Which is one a year.

If Microsoft was looking for a way to downgrade a feature upgrade annually, this is the right choice. Even those who still opted for the Windows-as-a-Service concept and saw value in multiple upgrades per year would likely accept the news that 2020 would only offer a single feature upgrade. (As in the past, Microsoft could interpret the move as temporary, but make it permanent after the crisis ends.)

The decision to positively influence a victim for the common good should be a breeze for Microsoft’s PR, perhaps enough to make many forget that Microsoft is stocking large inventories at a faster pace of release and the multi-year annual upgrades than has made changes necessary to keep up with technology.

Microsoft should consider it a win-win situation.

But, but … what about support and deadlines?

Microsoft would have to massage the schedule if the start of Windows 10 2004 is postponed, regardless of the reason for the delay.

Fortunately, this is as simple as an announcement, like last month when Microsoft added six months of support to version Windows 10 1709, which I didn’t know you could still run.

Microsoft would have to change Windows 10 1903, which according to analysis company AdDuplex accounted for 51% of all Windows 10 versions as of March 25. Typically, Microsoft begins to replace 1903 on PCs with Windows 10 Home or unmanaged systems with Windows 10 Pro, with 2004 in late July or early August. (Windows 10 1903 is currently scheduled to end support on December 8th.) Starting in 2004 for anything beyond late June or early July would make this difficult or impossible. Instead, Microsoft would likely extend the end of support in 1903, possibly by the same six months as 1709. (This would extend support from 1903 to June 8, 2021, a month later than the 1909 retirement on May 11, 2021. In this scenario, both 1903 and 1909 would be updated from Microsoft to 2004 early next year.)

On the other hand, if Microsoft took advantage of the COVID 19 crisis to go back to an annual cadence, it would have to do more.

First, the feature upgrade should be renamed to a more precise four-digit number, e.g. 2009if it waits until September or October. According to Microsoft’s rules, 2009 (born 2004) would receive 30 months of support for Windows 10 Enterprise and Windows 10 Education.
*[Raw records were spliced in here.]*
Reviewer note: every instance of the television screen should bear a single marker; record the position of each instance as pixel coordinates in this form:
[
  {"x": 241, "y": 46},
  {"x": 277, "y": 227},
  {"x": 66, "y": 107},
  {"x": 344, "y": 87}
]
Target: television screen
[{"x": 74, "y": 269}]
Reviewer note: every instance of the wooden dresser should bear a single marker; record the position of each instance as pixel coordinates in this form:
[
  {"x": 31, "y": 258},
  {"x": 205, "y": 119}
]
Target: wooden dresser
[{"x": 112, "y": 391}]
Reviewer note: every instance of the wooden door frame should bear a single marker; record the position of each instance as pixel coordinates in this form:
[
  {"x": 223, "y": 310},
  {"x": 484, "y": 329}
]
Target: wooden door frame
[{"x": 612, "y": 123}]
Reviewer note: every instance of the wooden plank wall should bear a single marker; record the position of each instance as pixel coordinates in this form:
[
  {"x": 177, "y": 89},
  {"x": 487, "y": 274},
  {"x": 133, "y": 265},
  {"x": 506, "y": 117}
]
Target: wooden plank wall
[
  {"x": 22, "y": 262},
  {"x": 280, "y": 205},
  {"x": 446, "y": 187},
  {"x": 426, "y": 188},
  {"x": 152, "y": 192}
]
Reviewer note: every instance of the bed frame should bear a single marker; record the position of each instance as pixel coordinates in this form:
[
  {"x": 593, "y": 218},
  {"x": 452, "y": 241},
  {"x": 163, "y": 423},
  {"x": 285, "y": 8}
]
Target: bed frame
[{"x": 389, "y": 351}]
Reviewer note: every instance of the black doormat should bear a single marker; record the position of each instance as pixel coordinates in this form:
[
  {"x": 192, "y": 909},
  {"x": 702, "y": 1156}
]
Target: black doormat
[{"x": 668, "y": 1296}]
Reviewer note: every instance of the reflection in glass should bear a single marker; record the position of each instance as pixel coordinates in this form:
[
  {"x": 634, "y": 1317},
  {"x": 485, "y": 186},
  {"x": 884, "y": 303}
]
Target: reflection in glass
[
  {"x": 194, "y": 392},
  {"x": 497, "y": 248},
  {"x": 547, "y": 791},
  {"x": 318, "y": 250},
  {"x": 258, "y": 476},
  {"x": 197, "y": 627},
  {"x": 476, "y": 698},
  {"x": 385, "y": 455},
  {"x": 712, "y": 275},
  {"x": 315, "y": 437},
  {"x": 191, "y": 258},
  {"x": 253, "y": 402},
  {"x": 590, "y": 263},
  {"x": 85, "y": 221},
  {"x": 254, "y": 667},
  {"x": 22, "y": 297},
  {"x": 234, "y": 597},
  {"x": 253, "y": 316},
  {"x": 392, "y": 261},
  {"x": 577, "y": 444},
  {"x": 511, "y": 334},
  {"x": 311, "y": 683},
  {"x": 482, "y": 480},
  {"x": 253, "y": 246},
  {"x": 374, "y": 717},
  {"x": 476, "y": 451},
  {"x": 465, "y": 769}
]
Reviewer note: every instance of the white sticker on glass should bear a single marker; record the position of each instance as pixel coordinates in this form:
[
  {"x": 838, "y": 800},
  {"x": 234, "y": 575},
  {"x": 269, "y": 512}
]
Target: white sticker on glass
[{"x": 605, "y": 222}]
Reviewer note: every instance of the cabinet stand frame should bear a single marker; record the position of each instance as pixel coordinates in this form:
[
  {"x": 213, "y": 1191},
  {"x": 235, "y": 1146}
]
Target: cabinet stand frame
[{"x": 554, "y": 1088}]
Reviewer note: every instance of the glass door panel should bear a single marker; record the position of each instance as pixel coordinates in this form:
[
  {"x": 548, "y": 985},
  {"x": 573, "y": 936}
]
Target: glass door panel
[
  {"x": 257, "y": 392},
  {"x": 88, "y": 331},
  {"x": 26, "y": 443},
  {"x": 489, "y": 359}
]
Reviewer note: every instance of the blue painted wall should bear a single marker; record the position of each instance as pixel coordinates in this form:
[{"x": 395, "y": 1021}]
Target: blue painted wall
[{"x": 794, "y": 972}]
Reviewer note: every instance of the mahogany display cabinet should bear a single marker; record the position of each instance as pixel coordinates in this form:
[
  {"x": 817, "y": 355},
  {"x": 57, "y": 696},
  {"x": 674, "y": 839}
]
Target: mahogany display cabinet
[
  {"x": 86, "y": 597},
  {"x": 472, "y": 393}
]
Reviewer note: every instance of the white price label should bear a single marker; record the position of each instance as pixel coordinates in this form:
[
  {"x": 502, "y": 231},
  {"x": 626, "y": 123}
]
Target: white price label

Assuming a launch in October, the version would end support in April 2023. This would be a problem since no upgrade would be released in spring 2023.

If Microsoft releases an upgrade annually, it makes sense to extend support to 36 months. As the following figure shows, companies would need to be fairly agile to upgrade every two years when support ends after 30 months. However, stretch support continues for another six months, and companies can upgrade in a two-year cycle and still take 12 months to test, test, and deploy each version.

If Microsoft switches to a single Windows 10 upgrade each year, support for enterprise and education customers should be extended to 36 months.

Microsoft could remain stingy with Home and Pro, maintaining the 18-month support period for these SKUs (stock-selling units), and forcing devices to update as the previous version approaches retirement. These systems would be updated approximately every 12 months.

Next, Microsoft should formulate the new pace and related changes that are required for the rhythm to work every 12 months.

About Nikola Dodson

She is a Chicago blogger and tech enthusiast.